My idea is to extract the CLS
token for all the text in the DB and save it in CSV or somewhere else. So when a new text comes in, instead of using the Cosine Similarity/JAccard/MAnhattan/Euclidean
or other distances, I have to use some approximation like LSH, ANN (ANNOY, sklearn.neighbor)
or the one given here faiss
. How can that be done? I have my code as:
PyTorch:
tokenizer = BertTokenizer.from_pretrained('bert-base-uncased')
model = BertModel.from_pretrained('bert-base-uncased')
input_ids = torch.tensor(tokenizer.encode("Hello, I am a text")).unsqueeze(0) # Batch size 1
outputs = model(input_ids)
last_hidden_states = outputs[0] # The last hidden-state is the first element of the output tuple
Using Tensorflow:
import tensorflow as tf
from transformers import BertTokenizer, TFBertModel
tokenizer = BertTokenizer.from_pretrained('bert-base-uncased')
model = TFBertModel.from_pretrained('bert-base-uncased')

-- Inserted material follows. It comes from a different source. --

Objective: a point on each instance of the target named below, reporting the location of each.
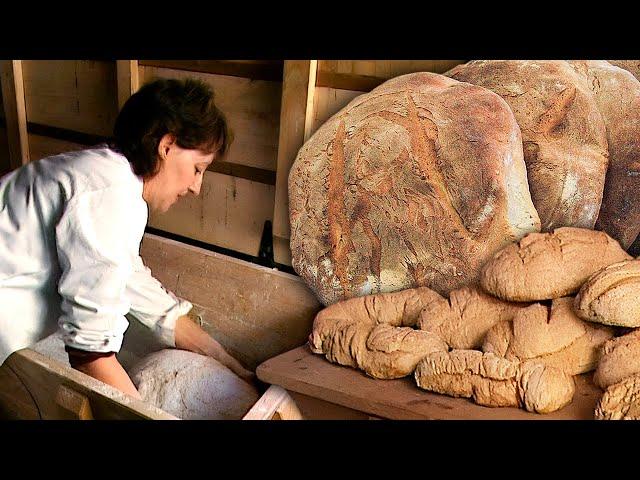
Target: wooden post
(296, 114)
(128, 80)
(14, 112)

input_ids = tf.constant(tokenizer.encode("Hello, my dog is cute"))[None, :] # Batch size 1
outputs = model(input_ids)
last_hidden_states = outputs[0] # The last hidden-state is the first element of the output tuple
and I think can get the CLS
token as: (Please correct if wrong)
last_hidden_states = outputs[0]
cls_embedding = last_hidden_states[0][0]
Please tell me if it's the right way to use and how can I use any of the LSH, ANNOT, faiss
or something like that?
So for every text, there'll a 768
length vector and we can create a N(No of texts 10M)x768 matrix, how can I find the Index of top-5
data points (texts) which are most similar to the given image/embedding/data point?